Saiu sem honra, empurrado, atirado borda fora, quando deixou de servir ou, com a sua obsessão, pôs em perigo uma possível vitória. Foi uma saída humilhante, porque na sua vaidade, não soube perceber o seu fim.

Todos temos o nosso, mas os políticos provam mais cedo o seu sabor amargo. Os eleitores flutuantes, os que não têm pouso certo, mas que por terem volume viram a balança, não suportam fracassos e desarredam quem lhes turva o momento de glória. Desapiedados, afastam os vencidos com a mesma arrelia com que enxotam as moscas. O rolo compressor, que esquece os afectos, a máquina trituradora, que não perdoa falhas, o plano inclinado, que pende para o lado dos ganhadores, impuseram a sua força, na hora das decisões que verdadeiramente contam.
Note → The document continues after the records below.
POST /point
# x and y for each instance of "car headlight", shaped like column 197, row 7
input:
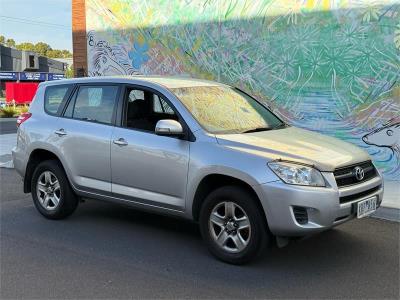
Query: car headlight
column 293, row 173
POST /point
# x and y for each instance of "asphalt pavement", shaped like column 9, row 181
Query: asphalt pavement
column 109, row 251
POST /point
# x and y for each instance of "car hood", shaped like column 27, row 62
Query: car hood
column 298, row 145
O resto é um desinteressante teatro de marionetas que os homens do “guito” sustentam, enquanto ganham tempo para deliberarem o que fazer.
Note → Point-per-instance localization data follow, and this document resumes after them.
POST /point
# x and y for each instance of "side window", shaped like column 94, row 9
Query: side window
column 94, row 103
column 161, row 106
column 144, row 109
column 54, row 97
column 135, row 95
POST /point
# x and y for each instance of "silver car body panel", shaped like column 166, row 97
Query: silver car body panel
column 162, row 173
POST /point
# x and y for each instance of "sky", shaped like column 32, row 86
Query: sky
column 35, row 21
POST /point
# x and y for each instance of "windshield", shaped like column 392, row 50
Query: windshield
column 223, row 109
Na política, uma geografia de oportunidades e ambições, onde caminham lado a lado os apoios e as traições, onde em mistura compassada se cantam os hinos e as marchas fúnebres, onde num ápice os heróis passam a proscritos, Biden era já um velhinho simpático, um estorvo, um embaraço, nada mais.

Na política, ninguém quer conviver com derrotados ou ver por perto quem não se apresente com o cheiro característico do poder: afrodisíaco, cativante, tentador, estimulante, sedutor.

 

 

Na política, não há gratidão nem memória, valem a novidade e a surpresa, e a estas todos se rendem. Por isso, amanhã ainda se ouvirá falar do gesto “nobre” de Jo, assim o impõe o cinismo coreográfico dos políticos, mas daqui a três/quatro dias o interesse estará em quem lhe sucede, e as luzes iluminarão talvez Kamala.

Até Trump, um tipo sem modos, tão centrado em Biden, tão focado nas suas vulnerabilidades, que tratou com crueldade e mesquinhez, terá agora de repensar a estratégia para enfrentar uma personagem nova, que ele logo desvalorizou, mas que o estará perturbar, surgindo imprevisível e ainda a tempo de vencer.

Com a desistência de Biden, a disputa ficou mais equilibrada, e já não serão as favas contadas que se antecipavam. Já agora, a propósito, e para que os pratos da balança fiquem equilibrados, e considerando ainda que não vai para novo, convinha que Trump aceitasse submeter-se a testes para avaliar da sua condição mental. E usando da mesma diligência e pressa com que os exigiu ao concorrente directo.

Para concluir, usando de humildade séria, sem traves nem argueiros nos olhos, sabemos de ciência exacta que entre democratas e republicanos não há assim grande diferença, basta atentar na política externa, onde convergem, sempre imperialistas, incoerentes, com dois pesos e duas medidas.

Mas entre um qualquer democrata, básico que seja, e um tipo como o Trump, sempre desagradável e perigoso, há uma civilização a separá-los.